Ten overvloede zij opgemerkt dat de Wijziging 2005 geen terugwerkende kracht zal hebben, ook niet voor de afdoening van eventuele strafzaken.

Een afschrift van deze brief zend ik aan alle colleges van Burgemeester en Wethouders, de Intergemeentelijke samenwerkingsverbanden, Gedeputeerde Staten van alle provincies, het IPO, de VNG.

Deze brief zal daarnaast in de Staatscourant worden gepubliceerd.

Hoogachtend,

DE STAATSSECRETARIS VAN VERKEER EN WATERSTAAT,

mw drs M.H. Schultz van Haegen


-----------------------
Kamerstukken II 2003-2004, 29 200 XI, nr. 7.
Gepubliceerd in Staatscourant van 1 maart 2004, onder nr. 40. Gepubliceerd in Staatscourant van 29 oktober 2004, onder nr. 209. Gepubliceerd in Staatscourant van 29 oktober 2004 resp. 11 november 2004, nrs. 209 en 217.
In 2004 is in opdracht van het ministerie van Verkeer en Waterstaat onderzoek uitgevoerd naar de kwaliteit van het Noordzeezand. Dit heeft geleid tot een algemene beoordeling dat zeezand als 'schoon zand' wordt aangemerkt. Momenteel wordt een monitoringsprogramma uitgewerkt waarmee de resultaten van het uitgevoerde onderzoek worden geverifieerd en verder onderbouwd.

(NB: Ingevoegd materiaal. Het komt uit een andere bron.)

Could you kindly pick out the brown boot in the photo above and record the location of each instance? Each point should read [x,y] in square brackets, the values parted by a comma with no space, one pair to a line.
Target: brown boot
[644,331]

TK 1989-1990, 21 137, nr. 269
TK 1991-1992, 22 343, nr. 2
TK 1996-1997, 25 085, nrs. 1-2
Zie o.a. uitspraken van Afdeling bestuursrechtspraak Raad van State van 17 juli 2002 (AB 2002/404) en van 12 maart 2003 (AB 2003/313). De doorgehaalde delen zijn enkel voor de landbodem relevant, betreffen een wijziging n.a.v. een inspraakreactie die nog niet via de vrijstellingsregelingen voor de landbodem geldt of daarbij is gedogen niet aan de orde omdat geen sprake is van een versoepeling.